Problem of determining whether polynomials are identical

In mathematics, polynomial identity testing (PIT) is the problem of efficiently determining whether two multivariate polynomials are identical. More formally, a PIT algorithm is given an arithmetic circuit that computes a polynomial p in a field, and decides whether p is the zero polynomial. Determining the computational complexity required for polynomial identity testing, in particular finding deterministic algorithms for PIT, is one of the most important open problems in algebraic complexity theory. PIT is known to be in co-RP but currently not known to be in P.

== Description ==
The question "Does $(x+y)(x-y)$ equal $x^2 - y^2$?" is a question about whether two polynomials are identical. As with any polynomial identity testing question, it can be trivially transformed into the question "Is a certain polynomial equal to 0?"; in this case we can ask "Does $(x+y)(x-y) - (x^2 - y^2) = 0$?" If we are given the polynomial as an algebraic expression (rather than as a black-box), we can confirm that the equality holds through brute-force multiplication and addition, but the time complexity of the brute-force approach grows as $\tbinom{n+d}{d}$, where $n$ is the number of variables (here, $n=2$: $x$ is the first and $y$ is the second), and $d$ is the degree of the polynomial (here, $d=2$). If $n$ and $d$ are both large, $\tbinom{n+d}{d}$ grows exponentially.

PIT concerns whether a polynomial is identical to the zero polynomial, rather than whether the function implemented by the polynomial always evaluates to zero in the given domain. For example, the field with two elements, GF(2), contains only the elements 0 and 1. In GF(2), $x^2 - x$ always evaluates to zero; despite this, PIT does not consider $x^2 - x$ to be equal to the zero polynomial.

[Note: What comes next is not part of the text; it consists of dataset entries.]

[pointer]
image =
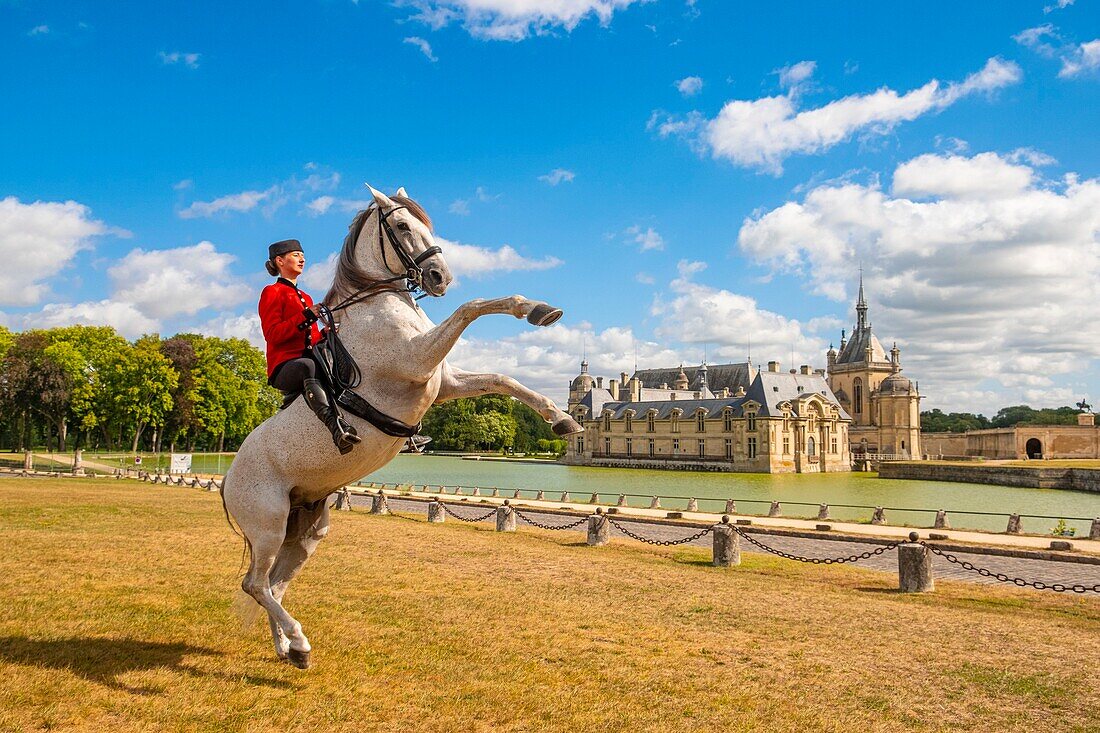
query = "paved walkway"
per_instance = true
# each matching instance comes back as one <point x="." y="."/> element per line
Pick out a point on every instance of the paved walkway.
<point x="1047" y="571"/>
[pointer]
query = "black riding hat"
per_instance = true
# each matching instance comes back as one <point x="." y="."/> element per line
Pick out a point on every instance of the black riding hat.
<point x="283" y="248"/>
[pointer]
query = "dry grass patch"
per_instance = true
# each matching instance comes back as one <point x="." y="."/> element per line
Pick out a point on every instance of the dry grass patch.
<point x="117" y="616"/>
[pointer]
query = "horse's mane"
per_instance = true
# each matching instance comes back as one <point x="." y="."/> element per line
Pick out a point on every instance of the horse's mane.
<point x="350" y="277"/>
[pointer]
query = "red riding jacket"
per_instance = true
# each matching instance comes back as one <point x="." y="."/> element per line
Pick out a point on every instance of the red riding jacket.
<point x="288" y="326"/>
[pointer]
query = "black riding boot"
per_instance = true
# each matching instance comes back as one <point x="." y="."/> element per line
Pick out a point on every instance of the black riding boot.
<point x="343" y="435"/>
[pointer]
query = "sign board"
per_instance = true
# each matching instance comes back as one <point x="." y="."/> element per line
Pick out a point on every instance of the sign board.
<point x="180" y="463"/>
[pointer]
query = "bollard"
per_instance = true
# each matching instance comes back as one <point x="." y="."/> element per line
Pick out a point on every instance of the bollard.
<point x="600" y="529"/>
<point x="914" y="567"/>
<point x="505" y="517"/>
<point x="727" y="545"/>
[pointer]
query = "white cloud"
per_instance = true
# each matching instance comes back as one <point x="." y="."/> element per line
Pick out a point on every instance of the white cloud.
<point x="1081" y="59"/>
<point x="424" y="46"/>
<point x="513" y="20"/>
<point x="557" y="176"/>
<point x="762" y="133"/>
<point x="473" y="261"/>
<point x="988" y="283"/>
<point x="188" y="59"/>
<point x="36" y="241"/>
<point x="238" y="203"/>
<point x="646" y="239"/>
<point x="124" y="317"/>
<point x="162" y="283"/>
<point x="690" y="86"/>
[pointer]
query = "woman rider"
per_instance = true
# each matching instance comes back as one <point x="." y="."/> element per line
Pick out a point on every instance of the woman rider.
<point x="288" y="318"/>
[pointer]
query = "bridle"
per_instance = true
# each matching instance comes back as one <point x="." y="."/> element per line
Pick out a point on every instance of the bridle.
<point x="413" y="275"/>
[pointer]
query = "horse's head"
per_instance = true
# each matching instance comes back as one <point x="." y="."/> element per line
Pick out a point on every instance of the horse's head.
<point x="406" y="241"/>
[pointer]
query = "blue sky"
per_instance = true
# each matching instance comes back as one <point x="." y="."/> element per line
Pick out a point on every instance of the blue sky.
<point x="722" y="171"/>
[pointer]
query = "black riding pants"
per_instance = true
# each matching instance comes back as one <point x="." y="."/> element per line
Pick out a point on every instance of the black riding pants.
<point x="289" y="375"/>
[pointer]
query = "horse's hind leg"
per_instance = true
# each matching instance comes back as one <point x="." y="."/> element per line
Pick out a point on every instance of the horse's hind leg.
<point x="305" y="528"/>
<point x="266" y="531"/>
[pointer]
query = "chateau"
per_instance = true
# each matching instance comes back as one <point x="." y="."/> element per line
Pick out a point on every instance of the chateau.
<point x="737" y="417"/>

Determining the computational complexity required for polynomial identity testing is one of the most important open problems in the mathematical subfield known as "algebraic computing complexity". The study of PIT is a building-block to many other areas of computational complexity, such as the proof that IP=PSPACE. In addition, PIT has applications to Tutte matrices and also to primality testing, where PIT techniques led to the AKS primality test, the first deterministic (though impractical) polynomial time algorithm for primality testing.

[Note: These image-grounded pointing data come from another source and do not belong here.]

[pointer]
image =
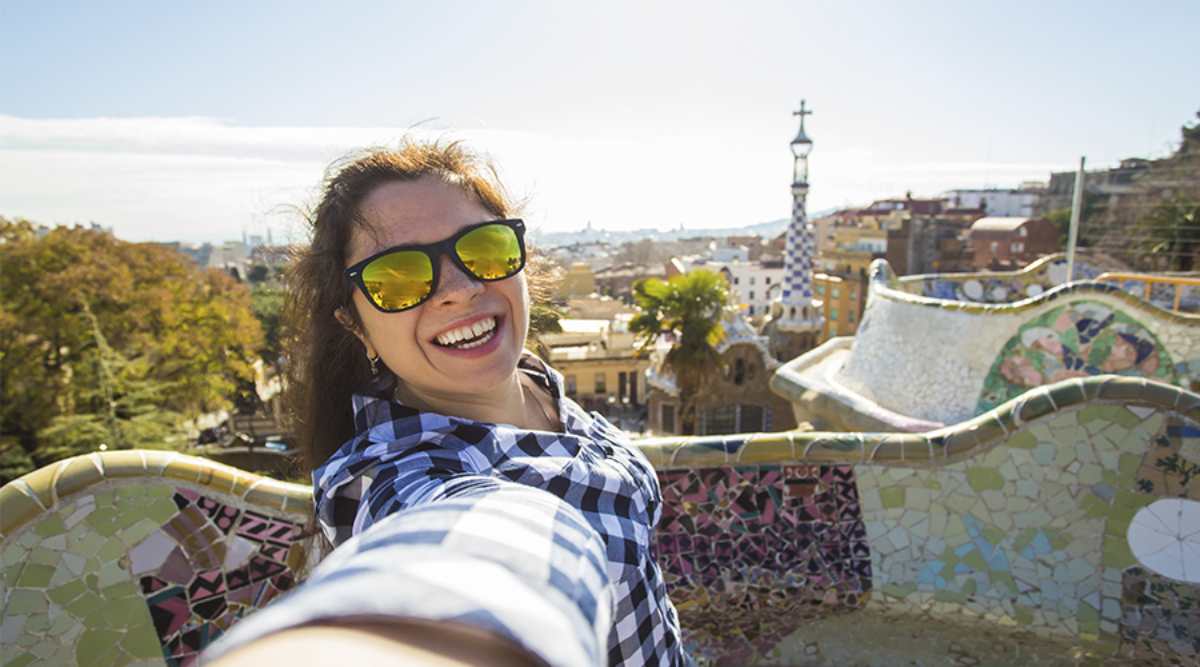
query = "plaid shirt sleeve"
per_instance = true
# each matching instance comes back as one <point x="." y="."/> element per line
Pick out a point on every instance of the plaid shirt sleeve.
<point x="491" y="553"/>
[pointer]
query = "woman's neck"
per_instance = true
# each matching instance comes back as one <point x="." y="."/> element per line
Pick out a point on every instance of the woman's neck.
<point x="511" y="402"/>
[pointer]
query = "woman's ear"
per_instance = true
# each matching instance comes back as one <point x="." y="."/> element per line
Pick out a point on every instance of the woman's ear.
<point x="347" y="320"/>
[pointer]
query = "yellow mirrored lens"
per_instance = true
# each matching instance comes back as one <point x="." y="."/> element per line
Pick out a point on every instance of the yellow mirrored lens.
<point x="400" y="280"/>
<point x="490" y="252"/>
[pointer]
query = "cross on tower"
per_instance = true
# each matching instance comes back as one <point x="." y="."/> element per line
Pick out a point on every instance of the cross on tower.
<point x="802" y="113"/>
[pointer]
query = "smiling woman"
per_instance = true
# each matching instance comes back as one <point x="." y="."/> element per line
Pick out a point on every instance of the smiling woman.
<point x="472" y="504"/>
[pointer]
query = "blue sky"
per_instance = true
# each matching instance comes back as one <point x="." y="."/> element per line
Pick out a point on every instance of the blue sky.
<point x="199" y="120"/>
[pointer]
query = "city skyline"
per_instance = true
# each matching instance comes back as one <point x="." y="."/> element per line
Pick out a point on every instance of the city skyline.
<point x="191" y="126"/>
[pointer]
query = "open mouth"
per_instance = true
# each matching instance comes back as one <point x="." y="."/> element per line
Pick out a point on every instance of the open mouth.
<point x="469" y="336"/>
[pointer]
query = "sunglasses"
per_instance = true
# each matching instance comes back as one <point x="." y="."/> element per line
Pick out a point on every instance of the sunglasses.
<point x="403" y="277"/>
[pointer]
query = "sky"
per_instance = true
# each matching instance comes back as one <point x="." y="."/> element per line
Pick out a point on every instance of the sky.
<point x="202" y="121"/>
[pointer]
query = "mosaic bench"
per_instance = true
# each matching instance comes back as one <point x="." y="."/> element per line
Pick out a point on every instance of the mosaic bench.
<point x="1063" y="526"/>
<point x="919" y="362"/>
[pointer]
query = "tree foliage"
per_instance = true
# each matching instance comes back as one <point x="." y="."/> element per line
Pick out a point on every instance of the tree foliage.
<point x="109" y="342"/>
<point x="688" y="308"/>
<point x="267" y="304"/>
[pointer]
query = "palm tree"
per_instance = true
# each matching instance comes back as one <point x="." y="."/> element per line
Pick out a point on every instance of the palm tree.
<point x="689" y="307"/>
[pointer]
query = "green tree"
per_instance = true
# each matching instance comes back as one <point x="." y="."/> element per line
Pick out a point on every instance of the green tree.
<point x="106" y="341"/>
<point x="267" y="304"/>
<point x="689" y="308"/>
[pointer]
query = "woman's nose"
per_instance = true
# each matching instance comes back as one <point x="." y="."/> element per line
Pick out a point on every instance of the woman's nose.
<point x="455" y="286"/>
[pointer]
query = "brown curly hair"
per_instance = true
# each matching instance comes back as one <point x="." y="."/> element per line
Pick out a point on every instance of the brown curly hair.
<point x="327" y="362"/>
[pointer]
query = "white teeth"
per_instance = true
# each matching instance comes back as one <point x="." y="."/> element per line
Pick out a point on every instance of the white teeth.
<point x="466" y="332"/>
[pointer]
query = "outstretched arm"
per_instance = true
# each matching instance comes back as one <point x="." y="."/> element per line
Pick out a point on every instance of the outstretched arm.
<point x="490" y="566"/>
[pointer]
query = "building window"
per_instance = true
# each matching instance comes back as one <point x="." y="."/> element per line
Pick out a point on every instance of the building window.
<point x="719" y="421"/>
<point x="667" y="419"/>
<point x="751" y="419"/>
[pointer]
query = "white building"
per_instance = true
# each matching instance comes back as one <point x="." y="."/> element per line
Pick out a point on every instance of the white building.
<point x="725" y="252"/>
<point x="750" y="284"/>
<point x="996" y="202"/>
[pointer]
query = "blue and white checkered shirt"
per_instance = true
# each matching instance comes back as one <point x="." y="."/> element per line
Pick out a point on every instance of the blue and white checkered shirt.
<point x="406" y="463"/>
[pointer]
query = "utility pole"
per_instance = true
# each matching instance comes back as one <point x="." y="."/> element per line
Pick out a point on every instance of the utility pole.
<point x="1077" y="206"/>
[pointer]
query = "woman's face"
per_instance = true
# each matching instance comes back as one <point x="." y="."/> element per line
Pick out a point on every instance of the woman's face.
<point x="425" y="211"/>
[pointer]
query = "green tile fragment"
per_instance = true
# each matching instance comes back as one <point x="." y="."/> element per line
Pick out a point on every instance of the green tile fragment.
<point x="892" y="497"/>
<point x="103" y="521"/>
<point x="130" y="612"/>
<point x="23" y="601"/>
<point x="96" y="646"/>
<point x="1024" y="539"/>
<point x="35" y="575"/>
<point x="984" y="479"/>
<point x="51" y="527"/>
<point x="1122" y="415"/>
<point x="1093" y="506"/>
<point x="22" y="660"/>
<point x="1129" y="464"/>
<point x="1116" y="552"/>
<point x="46" y="557"/>
<point x="11" y="574"/>
<point x="84" y="605"/>
<point x="161" y="510"/>
<point x="1089" y="619"/>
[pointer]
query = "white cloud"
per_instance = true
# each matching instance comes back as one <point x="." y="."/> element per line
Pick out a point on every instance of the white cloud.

== Formal problem statement ==
Given an arithmetic circuit that computes a polynomial in a field, determine whether the polynomial is equal to the zero polynomial (that is, the polynomial with no nonzero terms).

== Solutions ==
In some cases, the specification of the arithmetic circuit is not given to the PIT solver, and the PIT solver can only input values into a "black box" that implements the circuit, and then analyze the output. Note that the solutions below assume that any operation (such as multiplication) in the given field takes constant time; further, all black-box algorithms below assume the size of the field is larger than the degree of the polynomial.

The Schwartz–Zippel algorithm provides a practical probabilistic solution, by simply randomly testing inputs and checking whether the output is zero. It was the first randomized polynomial time PIT algorithm to be proven correct. The larger the domain the inputs are drawn from, the less likely Schwartz–Zippel is to fail. If random bits are in short supply, the Chen-Kao algorithm (over the rationals) or the Lewin-Vadhan algorithm (over any field) require fewer random bits at the cost of more required runtime.

A sparse PIT has at most $m$ nonzero monomial terms. A sparse PIT can be deterministically solved in polynomial time of the size of the circuit and the number $m$ of monomials, see also.

A low degree PIT has an upper bound on the degree of the polynomial. Any low degree PIT problem can be reduced in subexponential time of the size of the circuit to a PIT problem for depth-four circuits; therefore, PIT for circuits of depth-four (and below) is intensely studied.